Move towards informal learning
This trend started a long time ago with Jay Cross, with his “workplace learning” approach. This was followed by the “70:20:10” trend and is now further enforced with the “Five moments of learning needs”. All these theories are telling us that informal learning is more important than learning, and that performance or behavior is more important than learning.

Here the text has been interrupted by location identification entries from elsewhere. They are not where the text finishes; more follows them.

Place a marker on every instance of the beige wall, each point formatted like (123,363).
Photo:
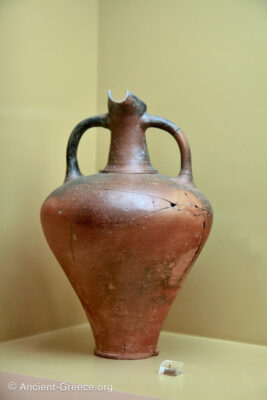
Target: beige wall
(199,63)
(48,75)
(203,65)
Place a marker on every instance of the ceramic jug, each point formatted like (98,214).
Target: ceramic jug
(126,237)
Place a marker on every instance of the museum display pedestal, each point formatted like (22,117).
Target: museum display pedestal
(213,369)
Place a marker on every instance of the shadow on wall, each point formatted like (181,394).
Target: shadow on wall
(223,298)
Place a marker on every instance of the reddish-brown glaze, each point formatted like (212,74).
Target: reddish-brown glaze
(126,240)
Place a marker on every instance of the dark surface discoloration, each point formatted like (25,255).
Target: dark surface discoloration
(126,237)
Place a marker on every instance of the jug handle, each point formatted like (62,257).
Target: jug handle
(152,121)
(73,170)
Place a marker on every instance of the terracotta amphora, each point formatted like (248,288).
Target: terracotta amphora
(128,236)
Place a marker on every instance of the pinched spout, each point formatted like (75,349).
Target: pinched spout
(128,150)
(130,104)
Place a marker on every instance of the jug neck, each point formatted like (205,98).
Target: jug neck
(128,150)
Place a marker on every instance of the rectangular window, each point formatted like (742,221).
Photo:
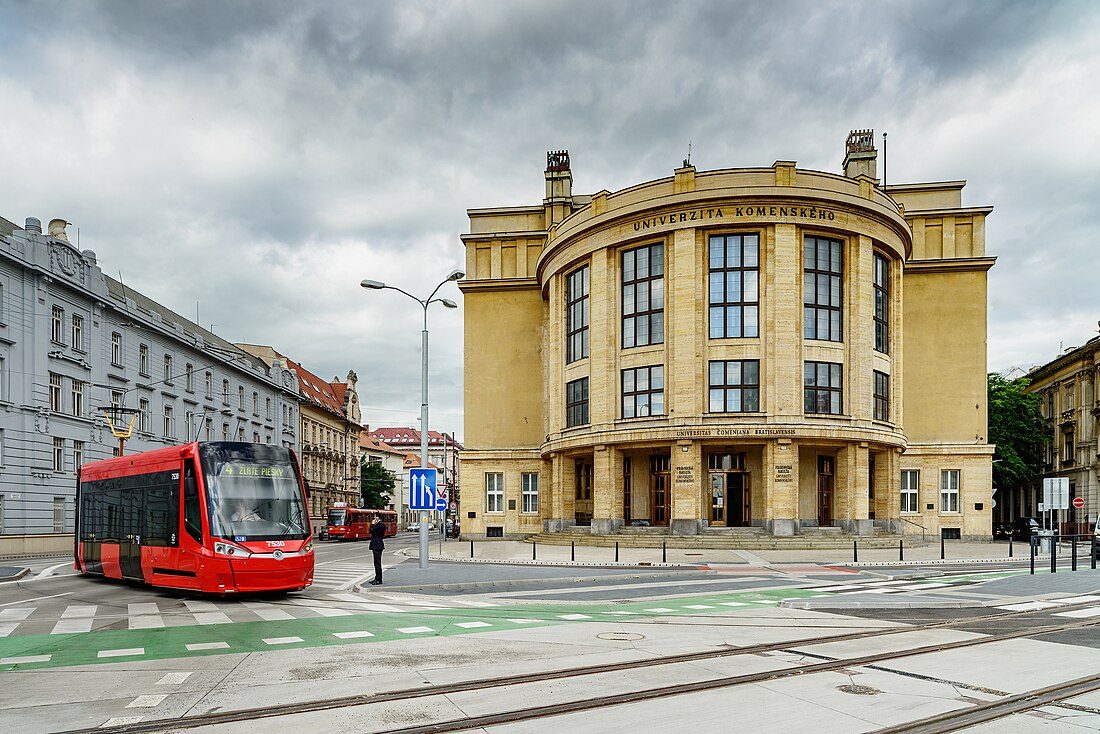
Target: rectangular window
(529,501)
(117,349)
(822,387)
(77,335)
(644,392)
(735,386)
(910,496)
(881,304)
(949,491)
(881,407)
(822,275)
(644,296)
(576,402)
(494,492)
(55,392)
(576,315)
(57,325)
(77,397)
(734,292)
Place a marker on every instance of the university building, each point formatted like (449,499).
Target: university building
(771,348)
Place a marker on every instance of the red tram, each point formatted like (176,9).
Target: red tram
(215,517)
(354,523)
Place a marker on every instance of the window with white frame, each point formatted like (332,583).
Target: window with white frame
(494,492)
(55,392)
(910,494)
(77,397)
(57,325)
(529,499)
(77,332)
(949,491)
(117,349)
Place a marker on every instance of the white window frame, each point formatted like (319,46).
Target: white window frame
(910,491)
(529,492)
(494,492)
(949,490)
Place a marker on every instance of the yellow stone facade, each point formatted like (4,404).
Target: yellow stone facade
(673,456)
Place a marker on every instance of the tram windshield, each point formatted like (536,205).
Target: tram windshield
(254,497)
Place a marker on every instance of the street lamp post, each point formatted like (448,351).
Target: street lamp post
(378,285)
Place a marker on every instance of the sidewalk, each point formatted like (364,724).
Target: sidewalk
(515,551)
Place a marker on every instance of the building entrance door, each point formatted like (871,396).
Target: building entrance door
(739,500)
(717,500)
(659,467)
(824,491)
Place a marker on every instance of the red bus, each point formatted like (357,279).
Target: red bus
(354,523)
(215,517)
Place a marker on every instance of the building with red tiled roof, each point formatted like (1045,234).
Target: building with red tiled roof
(329,434)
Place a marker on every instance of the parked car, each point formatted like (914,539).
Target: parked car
(1024,527)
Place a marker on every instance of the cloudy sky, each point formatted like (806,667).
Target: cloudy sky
(246,164)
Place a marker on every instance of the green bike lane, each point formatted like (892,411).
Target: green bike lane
(37,652)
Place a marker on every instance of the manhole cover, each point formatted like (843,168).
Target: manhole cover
(619,635)
(858,690)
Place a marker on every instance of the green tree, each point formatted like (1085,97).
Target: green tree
(376,484)
(1016,427)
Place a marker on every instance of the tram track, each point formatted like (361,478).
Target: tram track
(1041,697)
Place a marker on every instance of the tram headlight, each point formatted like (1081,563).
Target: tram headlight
(230,550)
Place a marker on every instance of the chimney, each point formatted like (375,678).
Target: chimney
(559,201)
(57,229)
(860,156)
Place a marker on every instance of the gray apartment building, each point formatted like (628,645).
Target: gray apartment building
(74,341)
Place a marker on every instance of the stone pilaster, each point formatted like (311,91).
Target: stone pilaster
(688,475)
(780,469)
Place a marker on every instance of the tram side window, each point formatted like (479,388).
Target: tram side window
(193,513)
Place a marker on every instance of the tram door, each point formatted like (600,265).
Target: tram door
(659,490)
(824,491)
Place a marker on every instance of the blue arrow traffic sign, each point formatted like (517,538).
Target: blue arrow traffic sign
(421,489)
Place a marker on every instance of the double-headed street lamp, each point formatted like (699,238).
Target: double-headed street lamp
(378,285)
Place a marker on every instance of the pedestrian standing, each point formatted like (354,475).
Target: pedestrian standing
(377,533)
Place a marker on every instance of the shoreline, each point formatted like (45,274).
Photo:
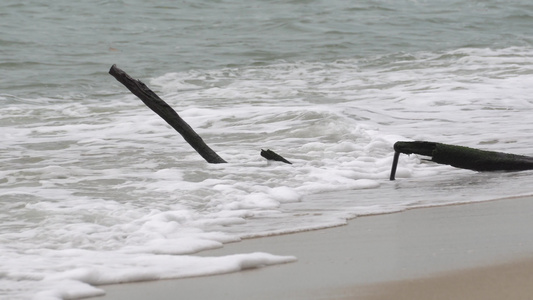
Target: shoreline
(348,262)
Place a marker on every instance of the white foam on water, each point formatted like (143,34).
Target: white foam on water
(103,191)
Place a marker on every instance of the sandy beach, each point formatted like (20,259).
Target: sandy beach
(469,251)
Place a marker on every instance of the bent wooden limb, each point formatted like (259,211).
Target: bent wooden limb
(168,114)
(463,157)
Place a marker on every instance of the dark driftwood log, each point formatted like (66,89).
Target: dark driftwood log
(271,155)
(463,157)
(168,114)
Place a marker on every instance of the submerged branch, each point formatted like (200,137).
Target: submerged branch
(463,157)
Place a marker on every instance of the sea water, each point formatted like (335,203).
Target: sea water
(96,189)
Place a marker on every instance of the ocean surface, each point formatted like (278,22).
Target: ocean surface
(97,189)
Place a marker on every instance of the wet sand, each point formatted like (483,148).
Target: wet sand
(439,251)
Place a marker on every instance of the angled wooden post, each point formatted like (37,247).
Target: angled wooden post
(168,114)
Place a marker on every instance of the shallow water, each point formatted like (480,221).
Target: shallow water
(95,188)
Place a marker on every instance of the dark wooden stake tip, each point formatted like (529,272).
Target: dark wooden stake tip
(271,155)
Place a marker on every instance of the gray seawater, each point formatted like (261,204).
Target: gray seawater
(96,189)
(63,49)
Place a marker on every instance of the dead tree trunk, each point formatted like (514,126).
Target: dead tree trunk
(168,114)
(463,157)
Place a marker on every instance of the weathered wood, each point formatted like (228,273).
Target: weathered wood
(271,155)
(166,112)
(463,157)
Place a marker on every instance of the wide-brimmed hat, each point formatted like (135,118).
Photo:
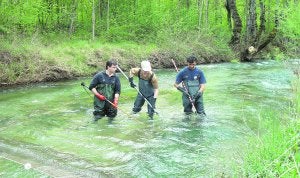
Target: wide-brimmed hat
(146,66)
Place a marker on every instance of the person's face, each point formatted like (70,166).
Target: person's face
(192,65)
(112,69)
(144,73)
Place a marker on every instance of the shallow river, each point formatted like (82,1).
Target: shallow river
(49,126)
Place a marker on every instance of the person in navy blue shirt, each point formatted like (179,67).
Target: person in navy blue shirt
(106,87)
(191,82)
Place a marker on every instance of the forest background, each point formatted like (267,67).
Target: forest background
(50,40)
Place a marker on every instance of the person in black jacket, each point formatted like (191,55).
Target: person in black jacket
(106,87)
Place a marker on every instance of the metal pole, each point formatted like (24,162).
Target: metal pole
(185,88)
(138,90)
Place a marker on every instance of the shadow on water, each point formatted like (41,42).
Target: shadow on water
(51,127)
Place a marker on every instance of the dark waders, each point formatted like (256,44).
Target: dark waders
(193,87)
(102,108)
(147,90)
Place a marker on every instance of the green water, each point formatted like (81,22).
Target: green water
(49,126)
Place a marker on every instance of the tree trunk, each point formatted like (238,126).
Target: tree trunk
(251,23)
(93,21)
(237,26)
(228,14)
(73,17)
(107,17)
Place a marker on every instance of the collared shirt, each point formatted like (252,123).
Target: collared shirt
(103,78)
(188,74)
(154,80)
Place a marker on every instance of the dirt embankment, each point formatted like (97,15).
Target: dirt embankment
(32,68)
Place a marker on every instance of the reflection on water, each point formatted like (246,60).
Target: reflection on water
(51,127)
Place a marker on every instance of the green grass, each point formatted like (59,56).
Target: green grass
(275,150)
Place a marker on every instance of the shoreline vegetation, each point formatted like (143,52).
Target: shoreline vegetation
(30,60)
(48,41)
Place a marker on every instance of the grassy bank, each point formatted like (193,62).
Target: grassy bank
(275,150)
(40,59)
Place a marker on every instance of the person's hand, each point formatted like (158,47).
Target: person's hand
(198,95)
(181,89)
(154,102)
(131,82)
(115,103)
(100,97)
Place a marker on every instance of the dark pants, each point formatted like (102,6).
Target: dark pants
(139,102)
(187,105)
(103,108)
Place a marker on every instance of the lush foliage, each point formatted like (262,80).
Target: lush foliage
(275,152)
(138,20)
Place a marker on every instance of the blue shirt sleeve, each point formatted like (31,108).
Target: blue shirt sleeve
(202,79)
(179,76)
(117,86)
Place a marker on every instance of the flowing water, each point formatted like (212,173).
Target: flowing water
(50,126)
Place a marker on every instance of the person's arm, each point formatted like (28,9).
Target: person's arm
(178,79)
(117,88)
(202,82)
(155,85)
(133,72)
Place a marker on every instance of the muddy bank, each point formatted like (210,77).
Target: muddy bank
(24,69)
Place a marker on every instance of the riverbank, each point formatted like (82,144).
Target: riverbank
(27,60)
(274,151)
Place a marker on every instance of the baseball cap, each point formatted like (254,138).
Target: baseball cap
(146,66)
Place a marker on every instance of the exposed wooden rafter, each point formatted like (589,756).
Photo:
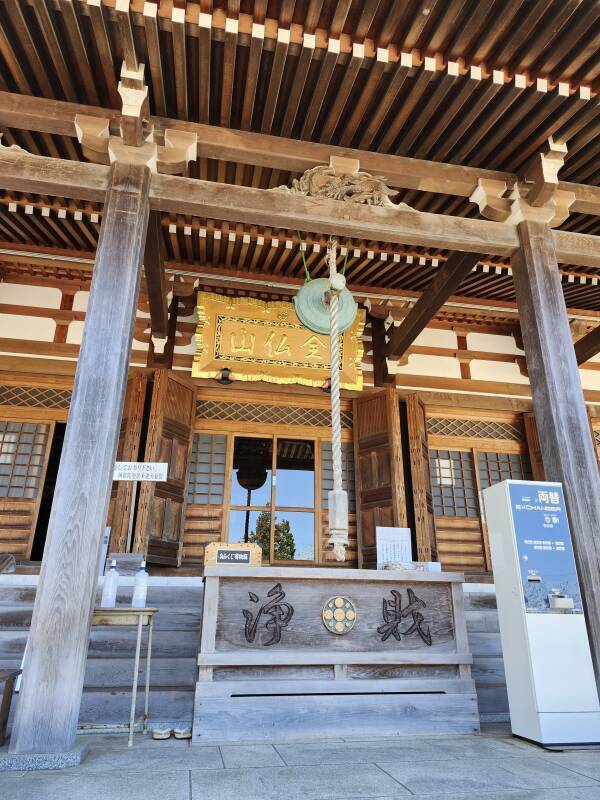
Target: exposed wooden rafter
(276,152)
(588,346)
(445,283)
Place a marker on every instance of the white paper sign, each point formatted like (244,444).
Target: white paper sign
(104,551)
(140,471)
(393,545)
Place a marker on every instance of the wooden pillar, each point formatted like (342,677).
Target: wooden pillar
(564,432)
(48,707)
(380,371)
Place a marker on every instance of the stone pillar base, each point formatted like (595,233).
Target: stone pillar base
(21,762)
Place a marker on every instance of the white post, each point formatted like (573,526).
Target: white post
(337,498)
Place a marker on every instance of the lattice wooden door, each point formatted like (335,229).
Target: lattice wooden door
(24,451)
(379,474)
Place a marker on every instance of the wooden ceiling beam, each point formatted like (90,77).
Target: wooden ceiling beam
(297,212)
(588,346)
(447,280)
(275,152)
(22,172)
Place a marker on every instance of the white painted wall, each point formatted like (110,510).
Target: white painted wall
(33,329)
(37,296)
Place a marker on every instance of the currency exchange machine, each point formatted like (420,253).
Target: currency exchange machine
(552,692)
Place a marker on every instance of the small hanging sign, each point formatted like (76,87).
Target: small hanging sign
(140,471)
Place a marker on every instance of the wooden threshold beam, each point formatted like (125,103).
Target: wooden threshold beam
(297,212)
(588,346)
(262,150)
(22,172)
(447,280)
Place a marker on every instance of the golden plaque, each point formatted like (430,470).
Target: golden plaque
(260,341)
(339,615)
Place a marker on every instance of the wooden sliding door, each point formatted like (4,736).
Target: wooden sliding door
(161,508)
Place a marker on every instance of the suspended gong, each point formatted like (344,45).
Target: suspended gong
(312,308)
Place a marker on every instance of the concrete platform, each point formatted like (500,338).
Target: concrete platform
(491,765)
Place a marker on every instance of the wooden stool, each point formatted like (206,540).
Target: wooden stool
(8,677)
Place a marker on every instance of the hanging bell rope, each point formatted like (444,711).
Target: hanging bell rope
(337,499)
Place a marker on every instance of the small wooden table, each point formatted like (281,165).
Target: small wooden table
(142,617)
(8,678)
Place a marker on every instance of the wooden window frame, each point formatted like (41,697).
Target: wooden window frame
(228,506)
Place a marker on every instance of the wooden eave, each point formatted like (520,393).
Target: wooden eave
(482,85)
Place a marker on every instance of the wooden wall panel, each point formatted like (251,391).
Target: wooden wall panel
(203,525)
(17,522)
(421,479)
(326,556)
(460,544)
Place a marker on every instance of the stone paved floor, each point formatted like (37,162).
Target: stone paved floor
(493,766)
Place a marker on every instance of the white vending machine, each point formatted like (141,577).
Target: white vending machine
(552,692)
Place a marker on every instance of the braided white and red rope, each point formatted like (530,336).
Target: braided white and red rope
(338,532)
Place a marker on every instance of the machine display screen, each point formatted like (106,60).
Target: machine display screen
(546,558)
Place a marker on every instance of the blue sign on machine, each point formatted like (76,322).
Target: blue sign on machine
(546,558)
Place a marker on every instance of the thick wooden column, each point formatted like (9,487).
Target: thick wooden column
(48,707)
(564,431)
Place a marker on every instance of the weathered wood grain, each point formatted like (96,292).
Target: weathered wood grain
(260,718)
(48,709)
(445,283)
(568,453)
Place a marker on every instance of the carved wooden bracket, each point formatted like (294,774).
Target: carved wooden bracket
(344,180)
(137,141)
(535,197)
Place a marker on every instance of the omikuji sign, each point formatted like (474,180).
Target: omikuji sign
(260,341)
(140,471)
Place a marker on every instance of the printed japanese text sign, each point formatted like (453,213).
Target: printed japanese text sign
(393,546)
(544,545)
(140,471)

The learner is taking control
The times that a company could tell an employee how to develop and what to learn are over. A modern-day employee will set his own route into the future, and determining what, where and when to learn is a part of this. Because of this, the old top-down approach of the L&D department is not working anymore. It is all about facilitating the learner now, thus moving to a bottom-up approach.
Performance over learning
Learning used to be about transferring knowledge, that is no longer the case. Knowledge and facts can be Googled. Teaching people this knowledge is not effective anymore. Teaching them where to find this knowledge is step one. But the trend is towards making this knowledge available in the context of the work, in order to improve performance.
From knowledge to skills
Having the knowledge available at your fingertips in a performance support environment is one thing, but we need to teach people what to do with that knowledge, how to change their behavior. It is not about knowledge anymore it is about skills that apply that knowledge in order to increase performance
My learning quadrant
I have combined these four trends into what I call my “Learning Quadrant”.
In this quadrant, I have plotted the four areas of Learning and Development. Interestingly enough you see all the trends moving away from the “formal” quadrant to informal, skills, support and bottom-up.
The main shift at this moment is a move from top-down to bottom-up. This explains the decrease of interest in the (top-down) oriented Learning Management Systems and the increased interest in Learning eXperience systems. It is still about learning and knowledge though.
I believe that moving from formal learning towards knowledge sharing is just an intermediate step. All the main trends indicate that it is all about performance and performance support in the long run. That is where we are heading as an industry.
I have been to a ton of learning conferences but this will be my first time at #learning2019. I’m looking forward to it and I’m planning to report on all interesting sessions via this blog.